In the second segment, Sean and Jacquie are joined by Dan Kovalik, author of The Plot to Overthrow Venezuela: How the US Is Orchestrating a Coup for Oil to discuss a recently revealed US military bombing of a dam in Syria that would have killed more people than the entire war, the US military’s continued operations in the country and the lack of access to information on what destruction the US continues to rain down on Syria, and the clear prioritization of war and death by the US government as essential necessities of life remain unfulfilled at home.
In the third segment, Sean and Jacquie are joined by Nate Wallace, co-host of Red Spin Sports to discuss the loopholes in recent Minor League Baseball housing rights that would allow teams to essentially continue its practice of exploiting players as Major League Baseball’s owner-driven lockout continues, the propaganda campaign against China ramping up as it prepares for the upcoming Winter Olympics, and how sports plays into the broader cold war drive against China.

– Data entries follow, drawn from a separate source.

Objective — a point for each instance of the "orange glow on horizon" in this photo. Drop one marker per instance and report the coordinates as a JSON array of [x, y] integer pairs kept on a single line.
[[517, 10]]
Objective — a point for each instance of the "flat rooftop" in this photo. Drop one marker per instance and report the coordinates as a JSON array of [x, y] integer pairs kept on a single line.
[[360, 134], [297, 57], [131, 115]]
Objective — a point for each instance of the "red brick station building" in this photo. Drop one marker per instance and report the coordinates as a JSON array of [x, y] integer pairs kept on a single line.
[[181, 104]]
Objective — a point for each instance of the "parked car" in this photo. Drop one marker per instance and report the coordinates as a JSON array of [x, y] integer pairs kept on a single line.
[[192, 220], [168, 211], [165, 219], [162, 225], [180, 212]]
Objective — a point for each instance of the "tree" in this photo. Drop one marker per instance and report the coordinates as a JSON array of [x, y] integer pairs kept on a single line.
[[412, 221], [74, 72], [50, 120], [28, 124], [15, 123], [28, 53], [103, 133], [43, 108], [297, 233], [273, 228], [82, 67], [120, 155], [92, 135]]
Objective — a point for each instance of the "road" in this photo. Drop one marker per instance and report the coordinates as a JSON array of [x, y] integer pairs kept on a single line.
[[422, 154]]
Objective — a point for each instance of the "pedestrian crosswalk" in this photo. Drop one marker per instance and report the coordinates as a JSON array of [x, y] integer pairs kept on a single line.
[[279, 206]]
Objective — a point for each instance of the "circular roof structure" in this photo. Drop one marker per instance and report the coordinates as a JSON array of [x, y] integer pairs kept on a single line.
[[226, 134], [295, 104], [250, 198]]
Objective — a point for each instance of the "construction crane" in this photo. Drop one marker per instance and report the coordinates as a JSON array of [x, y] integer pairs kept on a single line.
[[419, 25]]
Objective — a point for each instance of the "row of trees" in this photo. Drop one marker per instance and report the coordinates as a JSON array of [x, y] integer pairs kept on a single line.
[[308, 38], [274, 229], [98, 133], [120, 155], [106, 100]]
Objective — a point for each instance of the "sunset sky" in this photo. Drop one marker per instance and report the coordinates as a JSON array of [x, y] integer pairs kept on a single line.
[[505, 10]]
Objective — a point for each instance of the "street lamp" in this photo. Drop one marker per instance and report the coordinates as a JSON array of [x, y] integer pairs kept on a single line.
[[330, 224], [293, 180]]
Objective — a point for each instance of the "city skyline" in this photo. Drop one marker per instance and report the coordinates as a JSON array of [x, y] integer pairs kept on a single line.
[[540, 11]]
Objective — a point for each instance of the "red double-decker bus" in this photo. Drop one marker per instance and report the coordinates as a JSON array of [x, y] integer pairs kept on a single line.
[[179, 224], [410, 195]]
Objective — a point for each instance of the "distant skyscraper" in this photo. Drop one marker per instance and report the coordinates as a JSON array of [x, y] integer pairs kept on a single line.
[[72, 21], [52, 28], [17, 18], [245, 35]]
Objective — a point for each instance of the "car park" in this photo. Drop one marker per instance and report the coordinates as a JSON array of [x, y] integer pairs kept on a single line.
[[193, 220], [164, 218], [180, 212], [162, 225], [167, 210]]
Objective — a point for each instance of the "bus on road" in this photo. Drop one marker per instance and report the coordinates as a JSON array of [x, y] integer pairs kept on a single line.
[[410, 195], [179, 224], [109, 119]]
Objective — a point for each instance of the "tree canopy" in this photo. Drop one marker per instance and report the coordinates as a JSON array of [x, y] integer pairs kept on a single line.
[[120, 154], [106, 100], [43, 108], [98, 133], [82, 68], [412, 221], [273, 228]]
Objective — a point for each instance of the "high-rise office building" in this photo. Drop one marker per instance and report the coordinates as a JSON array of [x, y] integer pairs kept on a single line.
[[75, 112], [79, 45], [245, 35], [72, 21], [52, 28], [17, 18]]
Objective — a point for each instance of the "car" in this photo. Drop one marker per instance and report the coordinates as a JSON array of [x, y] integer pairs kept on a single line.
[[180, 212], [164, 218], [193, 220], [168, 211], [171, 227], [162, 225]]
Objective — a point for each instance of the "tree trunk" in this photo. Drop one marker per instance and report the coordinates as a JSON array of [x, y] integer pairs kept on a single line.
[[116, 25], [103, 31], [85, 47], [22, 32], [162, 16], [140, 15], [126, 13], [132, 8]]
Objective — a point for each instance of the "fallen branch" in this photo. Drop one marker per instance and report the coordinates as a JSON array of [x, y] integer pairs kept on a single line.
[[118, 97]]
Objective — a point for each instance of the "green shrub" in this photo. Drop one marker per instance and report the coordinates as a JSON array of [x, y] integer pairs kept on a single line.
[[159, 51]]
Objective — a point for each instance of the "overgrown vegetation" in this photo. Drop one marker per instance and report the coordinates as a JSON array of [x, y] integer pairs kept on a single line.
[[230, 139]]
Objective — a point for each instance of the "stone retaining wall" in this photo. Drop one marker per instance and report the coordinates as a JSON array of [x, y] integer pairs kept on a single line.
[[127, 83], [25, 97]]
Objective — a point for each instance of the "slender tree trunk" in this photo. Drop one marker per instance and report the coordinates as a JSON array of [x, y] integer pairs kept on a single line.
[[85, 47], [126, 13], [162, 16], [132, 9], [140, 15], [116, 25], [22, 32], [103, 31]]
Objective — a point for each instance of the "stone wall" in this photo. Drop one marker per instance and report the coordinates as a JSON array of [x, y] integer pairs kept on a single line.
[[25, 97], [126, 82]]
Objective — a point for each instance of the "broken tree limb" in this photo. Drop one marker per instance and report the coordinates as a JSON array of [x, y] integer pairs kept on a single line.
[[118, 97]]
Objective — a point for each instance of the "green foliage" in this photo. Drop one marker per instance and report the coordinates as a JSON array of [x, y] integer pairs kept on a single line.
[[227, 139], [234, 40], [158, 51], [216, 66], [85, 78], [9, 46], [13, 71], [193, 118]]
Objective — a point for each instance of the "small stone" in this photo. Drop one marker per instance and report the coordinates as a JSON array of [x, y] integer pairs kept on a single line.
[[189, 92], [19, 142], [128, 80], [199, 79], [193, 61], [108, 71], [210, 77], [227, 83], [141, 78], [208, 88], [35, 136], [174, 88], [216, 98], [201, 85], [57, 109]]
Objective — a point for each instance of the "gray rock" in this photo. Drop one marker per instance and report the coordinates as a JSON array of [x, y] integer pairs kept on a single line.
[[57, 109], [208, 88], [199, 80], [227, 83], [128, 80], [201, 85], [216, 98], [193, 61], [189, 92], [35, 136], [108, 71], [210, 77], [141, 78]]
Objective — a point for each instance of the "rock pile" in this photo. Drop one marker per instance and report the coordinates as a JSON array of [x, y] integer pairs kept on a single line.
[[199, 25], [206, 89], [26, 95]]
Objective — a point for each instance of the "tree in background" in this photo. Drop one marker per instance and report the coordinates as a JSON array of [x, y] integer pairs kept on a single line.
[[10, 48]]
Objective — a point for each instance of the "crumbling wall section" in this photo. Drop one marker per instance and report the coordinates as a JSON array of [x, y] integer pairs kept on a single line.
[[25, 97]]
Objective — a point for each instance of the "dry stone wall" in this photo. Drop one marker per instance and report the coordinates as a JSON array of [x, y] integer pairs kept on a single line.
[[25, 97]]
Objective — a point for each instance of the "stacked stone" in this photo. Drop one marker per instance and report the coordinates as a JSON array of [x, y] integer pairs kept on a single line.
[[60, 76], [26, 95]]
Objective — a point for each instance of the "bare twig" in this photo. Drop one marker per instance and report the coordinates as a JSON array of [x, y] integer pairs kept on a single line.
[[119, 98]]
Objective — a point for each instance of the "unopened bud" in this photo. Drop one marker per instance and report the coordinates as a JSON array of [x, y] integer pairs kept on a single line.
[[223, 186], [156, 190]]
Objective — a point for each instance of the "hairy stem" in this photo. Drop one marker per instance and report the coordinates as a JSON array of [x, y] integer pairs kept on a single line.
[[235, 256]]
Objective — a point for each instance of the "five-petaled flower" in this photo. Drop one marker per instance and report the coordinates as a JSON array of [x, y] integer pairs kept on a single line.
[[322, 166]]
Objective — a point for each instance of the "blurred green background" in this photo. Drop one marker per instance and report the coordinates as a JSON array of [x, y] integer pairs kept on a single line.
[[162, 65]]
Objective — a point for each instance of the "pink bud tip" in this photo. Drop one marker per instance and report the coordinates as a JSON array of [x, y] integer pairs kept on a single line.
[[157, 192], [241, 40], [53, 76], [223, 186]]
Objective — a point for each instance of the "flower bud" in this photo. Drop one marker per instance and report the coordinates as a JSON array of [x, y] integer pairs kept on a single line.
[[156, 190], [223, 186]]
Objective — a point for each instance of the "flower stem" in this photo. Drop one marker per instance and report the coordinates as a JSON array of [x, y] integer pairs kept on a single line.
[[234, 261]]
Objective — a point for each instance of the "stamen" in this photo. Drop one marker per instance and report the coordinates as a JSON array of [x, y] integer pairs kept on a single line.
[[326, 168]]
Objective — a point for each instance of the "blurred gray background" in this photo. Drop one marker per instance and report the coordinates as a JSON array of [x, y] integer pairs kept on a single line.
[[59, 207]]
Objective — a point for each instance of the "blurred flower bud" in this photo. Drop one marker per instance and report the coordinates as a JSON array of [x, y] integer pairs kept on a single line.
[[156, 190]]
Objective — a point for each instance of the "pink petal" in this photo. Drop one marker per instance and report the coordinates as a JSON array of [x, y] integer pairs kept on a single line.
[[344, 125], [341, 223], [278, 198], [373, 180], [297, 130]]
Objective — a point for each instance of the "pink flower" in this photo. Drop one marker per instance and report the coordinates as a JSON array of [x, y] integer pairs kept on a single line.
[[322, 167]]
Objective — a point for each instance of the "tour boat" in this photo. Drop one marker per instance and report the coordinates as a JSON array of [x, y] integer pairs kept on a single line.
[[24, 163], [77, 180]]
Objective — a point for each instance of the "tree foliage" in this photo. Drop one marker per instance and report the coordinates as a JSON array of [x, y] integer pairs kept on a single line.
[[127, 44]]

Later in the show, Sean and Jacquie are joined by Netfa Freeman, Coordinating Committee member with the Black Alliance for Peace, organizer with Pan-African Community Action, and host of Voices with Vision on WPFW 89.3 FM and Garrett Harris, an organizer with Pan-African Community Action to discuss the military coup in Burkina Faso and the ties that many West African coup leaders have to the United States, the use of the term “peacekeeping” to promote white supremacy and cast imperial interventions as benevolent, the use of Black history and Black history month as a mode of propaganda, and what Black radicalism has to offer to the liberation of Black people.